MaterialX Improve render test compare performance

Proposed Changes

Use OpenCV to to compare performance. It's about 3x or more faster based on local tests of OSL vs GLSL RTS. ( ~2.3 vs 7.5 seconds ).

OpenCV is C++ based so is generally faster. Also addition utilities could be added as desired using this library.

Feb 11 '25 16:02 kwokcb

Does fellow ASWF project OpenImageIO perform poorly compared to those two?

Feb 11 '25 16:02 lgritz

That's a good question. I did a small experiment and OIIO is also about 3x slower for performing the compare at least.
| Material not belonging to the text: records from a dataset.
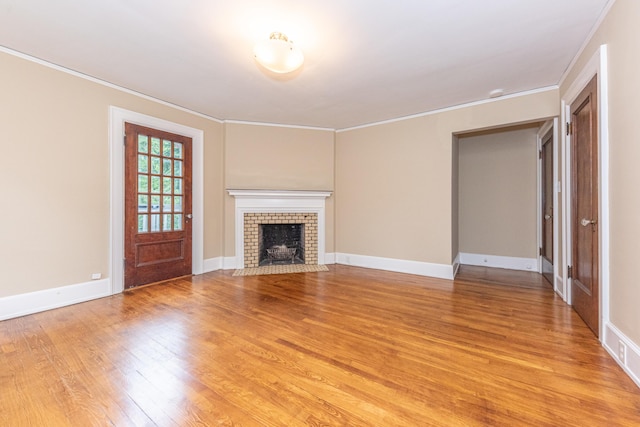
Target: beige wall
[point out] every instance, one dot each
(498, 193)
(265, 157)
(396, 178)
(621, 33)
(54, 169)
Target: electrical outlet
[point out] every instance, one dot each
(622, 352)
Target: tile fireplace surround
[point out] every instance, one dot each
(254, 207)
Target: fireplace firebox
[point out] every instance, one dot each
(281, 244)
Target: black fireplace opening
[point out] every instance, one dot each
(281, 244)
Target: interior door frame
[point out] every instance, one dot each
(549, 126)
(596, 65)
(117, 118)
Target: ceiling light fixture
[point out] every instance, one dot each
(278, 54)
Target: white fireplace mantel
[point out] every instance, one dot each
(261, 201)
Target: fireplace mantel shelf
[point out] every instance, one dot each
(278, 194)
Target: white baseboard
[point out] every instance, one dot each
(629, 360)
(456, 265)
(219, 263)
(35, 302)
(212, 264)
(441, 271)
(495, 261)
(229, 263)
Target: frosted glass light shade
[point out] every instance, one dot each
(278, 54)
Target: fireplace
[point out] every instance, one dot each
(285, 240)
(299, 215)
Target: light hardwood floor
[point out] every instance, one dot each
(349, 347)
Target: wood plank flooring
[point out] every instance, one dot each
(350, 347)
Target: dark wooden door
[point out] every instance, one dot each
(585, 289)
(157, 205)
(546, 250)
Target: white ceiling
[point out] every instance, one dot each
(366, 60)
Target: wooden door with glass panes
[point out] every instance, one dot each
(157, 205)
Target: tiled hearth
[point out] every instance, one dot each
(255, 207)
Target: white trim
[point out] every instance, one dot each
(101, 82)
(559, 285)
(259, 201)
(330, 258)
(630, 360)
(496, 261)
(440, 271)
(549, 126)
(34, 302)
(243, 122)
(117, 118)
(596, 65)
(603, 14)
(212, 264)
(456, 265)
(229, 263)
(452, 108)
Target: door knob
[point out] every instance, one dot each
(584, 222)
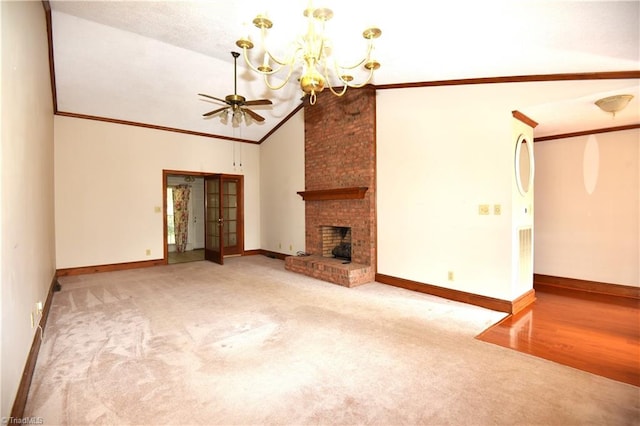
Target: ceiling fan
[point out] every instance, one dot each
(236, 103)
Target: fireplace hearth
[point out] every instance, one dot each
(339, 190)
(336, 242)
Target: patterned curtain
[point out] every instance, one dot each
(181, 195)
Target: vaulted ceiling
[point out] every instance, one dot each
(146, 61)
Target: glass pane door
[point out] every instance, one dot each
(213, 249)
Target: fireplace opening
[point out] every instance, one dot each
(336, 242)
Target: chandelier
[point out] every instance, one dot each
(313, 51)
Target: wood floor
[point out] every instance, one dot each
(187, 256)
(595, 333)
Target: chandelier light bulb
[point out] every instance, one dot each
(313, 52)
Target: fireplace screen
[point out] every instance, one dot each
(336, 241)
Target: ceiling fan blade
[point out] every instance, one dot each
(214, 111)
(259, 102)
(213, 97)
(253, 115)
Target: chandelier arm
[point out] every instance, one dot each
(340, 93)
(276, 87)
(254, 68)
(358, 85)
(326, 76)
(366, 58)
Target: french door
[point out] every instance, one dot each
(224, 223)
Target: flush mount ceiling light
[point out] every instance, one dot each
(613, 104)
(312, 51)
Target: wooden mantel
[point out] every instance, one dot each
(353, 193)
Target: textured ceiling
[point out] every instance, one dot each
(146, 61)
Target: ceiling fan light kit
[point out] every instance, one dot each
(313, 51)
(613, 104)
(236, 103)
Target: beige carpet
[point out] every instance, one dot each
(249, 343)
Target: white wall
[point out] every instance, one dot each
(587, 208)
(27, 256)
(441, 152)
(108, 181)
(281, 177)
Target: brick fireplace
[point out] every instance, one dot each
(339, 191)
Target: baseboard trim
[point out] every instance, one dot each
(273, 254)
(541, 281)
(523, 301)
(461, 296)
(20, 401)
(109, 268)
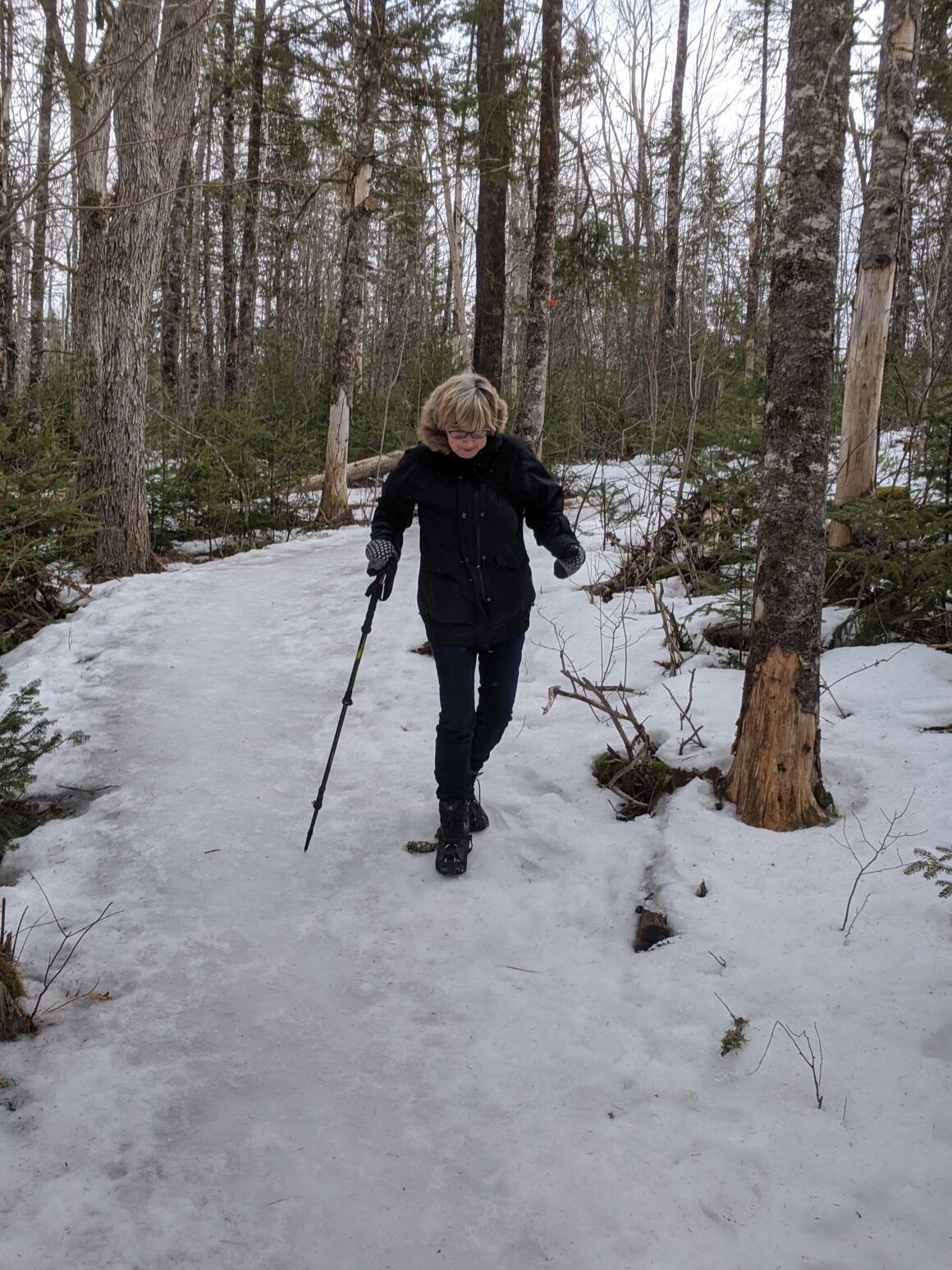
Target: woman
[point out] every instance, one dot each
(473, 488)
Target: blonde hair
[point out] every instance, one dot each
(465, 403)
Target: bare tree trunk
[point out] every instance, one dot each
(151, 121)
(675, 146)
(776, 777)
(8, 215)
(371, 51)
(173, 281)
(495, 149)
(229, 318)
(880, 236)
(248, 278)
(538, 322)
(41, 207)
(195, 220)
(456, 273)
(207, 288)
(753, 304)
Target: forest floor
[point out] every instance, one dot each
(341, 1061)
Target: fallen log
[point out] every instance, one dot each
(362, 470)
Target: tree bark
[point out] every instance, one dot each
(494, 157)
(880, 238)
(675, 145)
(8, 218)
(371, 51)
(362, 469)
(195, 221)
(248, 277)
(41, 207)
(173, 281)
(776, 777)
(229, 315)
(540, 316)
(153, 108)
(456, 273)
(753, 305)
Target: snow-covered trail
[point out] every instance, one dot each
(324, 1059)
(344, 1062)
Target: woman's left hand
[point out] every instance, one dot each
(570, 563)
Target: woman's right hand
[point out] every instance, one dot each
(381, 557)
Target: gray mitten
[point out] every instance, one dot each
(570, 562)
(381, 559)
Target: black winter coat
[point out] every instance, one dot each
(475, 585)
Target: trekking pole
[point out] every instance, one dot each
(382, 582)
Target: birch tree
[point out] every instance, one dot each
(495, 153)
(776, 777)
(757, 225)
(369, 55)
(41, 204)
(143, 81)
(538, 328)
(880, 238)
(675, 144)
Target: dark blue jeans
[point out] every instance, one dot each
(469, 731)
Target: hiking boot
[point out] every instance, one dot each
(478, 821)
(453, 842)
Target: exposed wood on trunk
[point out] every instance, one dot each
(494, 157)
(362, 469)
(776, 777)
(371, 51)
(540, 316)
(880, 238)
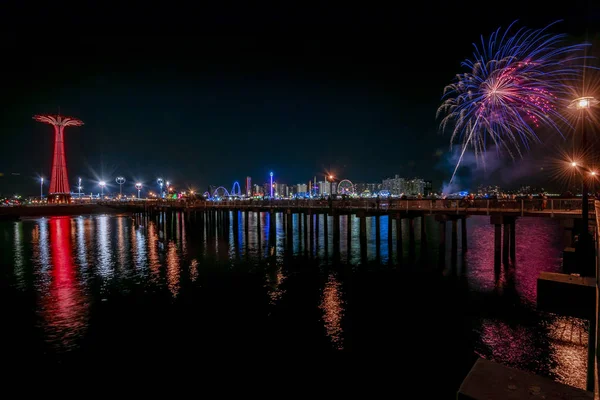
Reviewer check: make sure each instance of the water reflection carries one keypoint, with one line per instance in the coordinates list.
(332, 306)
(568, 343)
(173, 270)
(104, 251)
(63, 307)
(19, 264)
(319, 296)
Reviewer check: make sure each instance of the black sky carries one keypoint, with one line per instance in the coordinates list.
(204, 96)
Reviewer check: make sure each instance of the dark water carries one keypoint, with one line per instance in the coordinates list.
(105, 292)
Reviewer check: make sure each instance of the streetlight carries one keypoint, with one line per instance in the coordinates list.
(120, 180)
(582, 105)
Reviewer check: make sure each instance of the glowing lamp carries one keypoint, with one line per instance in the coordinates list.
(583, 103)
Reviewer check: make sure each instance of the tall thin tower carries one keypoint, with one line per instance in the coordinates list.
(59, 182)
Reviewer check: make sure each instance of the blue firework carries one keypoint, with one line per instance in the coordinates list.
(514, 84)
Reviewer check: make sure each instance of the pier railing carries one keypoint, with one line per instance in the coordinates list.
(481, 206)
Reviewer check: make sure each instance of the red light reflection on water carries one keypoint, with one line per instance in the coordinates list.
(64, 307)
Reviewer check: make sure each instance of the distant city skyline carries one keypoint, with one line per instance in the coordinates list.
(341, 98)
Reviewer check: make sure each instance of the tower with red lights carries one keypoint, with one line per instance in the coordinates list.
(59, 182)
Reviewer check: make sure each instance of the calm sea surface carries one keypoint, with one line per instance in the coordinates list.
(107, 290)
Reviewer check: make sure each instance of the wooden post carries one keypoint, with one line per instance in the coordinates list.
(398, 238)
(513, 241)
(411, 234)
(497, 244)
(442, 245)
(506, 244)
(454, 236)
(363, 238)
(377, 236)
(463, 228)
(305, 223)
(349, 234)
(390, 231)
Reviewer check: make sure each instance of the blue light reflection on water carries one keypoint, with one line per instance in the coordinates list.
(229, 276)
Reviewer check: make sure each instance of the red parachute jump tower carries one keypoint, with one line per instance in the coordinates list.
(59, 182)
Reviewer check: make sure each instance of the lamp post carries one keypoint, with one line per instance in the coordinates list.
(582, 106)
(120, 180)
(160, 183)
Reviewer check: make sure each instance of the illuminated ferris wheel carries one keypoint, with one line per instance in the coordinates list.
(345, 187)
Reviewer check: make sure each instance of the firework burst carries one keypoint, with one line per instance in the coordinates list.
(514, 85)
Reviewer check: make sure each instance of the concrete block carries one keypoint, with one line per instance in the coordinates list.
(488, 380)
(567, 295)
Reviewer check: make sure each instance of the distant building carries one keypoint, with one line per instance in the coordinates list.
(415, 187)
(248, 186)
(301, 189)
(428, 188)
(396, 186)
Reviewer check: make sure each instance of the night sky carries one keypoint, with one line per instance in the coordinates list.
(206, 97)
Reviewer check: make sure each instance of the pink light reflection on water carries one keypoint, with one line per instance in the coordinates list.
(538, 347)
(539, 248)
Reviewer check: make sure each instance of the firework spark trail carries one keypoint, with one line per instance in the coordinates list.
(462, 153)
(514, 85)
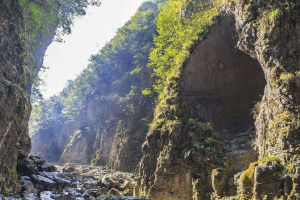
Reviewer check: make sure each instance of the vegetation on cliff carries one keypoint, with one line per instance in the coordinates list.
(115, 79)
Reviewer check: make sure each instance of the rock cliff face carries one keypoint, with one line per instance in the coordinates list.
(15, 107)
(111, 120)
(203, 142)
(16, 82)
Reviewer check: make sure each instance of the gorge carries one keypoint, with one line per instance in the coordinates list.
(191, 100)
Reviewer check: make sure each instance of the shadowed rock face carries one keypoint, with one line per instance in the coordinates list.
(222, 82)
(15, 87)
(245, 58)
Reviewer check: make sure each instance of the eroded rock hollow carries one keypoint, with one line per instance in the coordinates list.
(204, 142)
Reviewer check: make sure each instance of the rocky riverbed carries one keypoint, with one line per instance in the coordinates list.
(42, 181)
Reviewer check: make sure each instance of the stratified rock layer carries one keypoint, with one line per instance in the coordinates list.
(251, 55)
(14, 103)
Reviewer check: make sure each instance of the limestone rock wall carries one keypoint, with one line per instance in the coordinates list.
(203, 142)
(14, 103)
(15, 89)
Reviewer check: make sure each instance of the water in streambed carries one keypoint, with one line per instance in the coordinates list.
(42, 181)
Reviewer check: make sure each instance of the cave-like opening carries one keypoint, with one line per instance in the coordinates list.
(223, 84)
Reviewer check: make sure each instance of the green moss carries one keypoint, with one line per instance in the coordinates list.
(286, 75)
(247, 178)
(176, 34)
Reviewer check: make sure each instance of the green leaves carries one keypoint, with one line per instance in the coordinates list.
(176, 34)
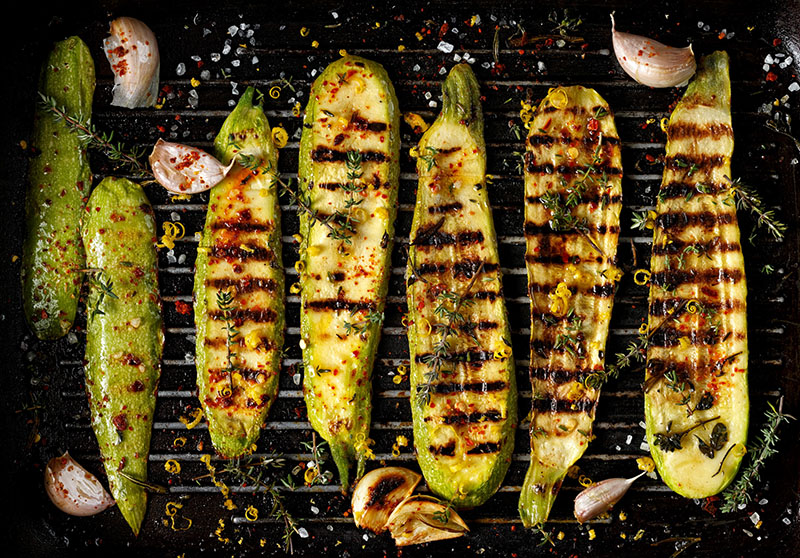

About 7 seconds so better than PIL + utils (slowest). This with the caveat I'm no OIIO or OpenCV expert :).

This can all be updated with different options depending on image size or format (e.g. OIIO can handle EXRs -- which is not the current output format as the RTS avoids dependencies on OpenEXR by default).

import OpenImageIO as oiio
import numpy as np
import os

def computeDiff(image1Path, image2Path, imageDiffPath):
    try:
        # Remove the diff image if it already exists
        if os.path.exists(imageDiffPath):
            os.remove(imageDiffPath)

        # Check if input images exist
        if not os.path.exists(image1Path):
            print("Image diff input missing: " + image1Path)
            return

        if not os.path.exists(image2Path):
            print("Image diff input missing: " + image2Path)
            return

        # Load images using OpenImageIO (no reshaping, directly as NumPy arrays)
        image1 = oiio.ImageInput.open(image1Path)
        image2 = oiio.ImageInput.open(image2Path)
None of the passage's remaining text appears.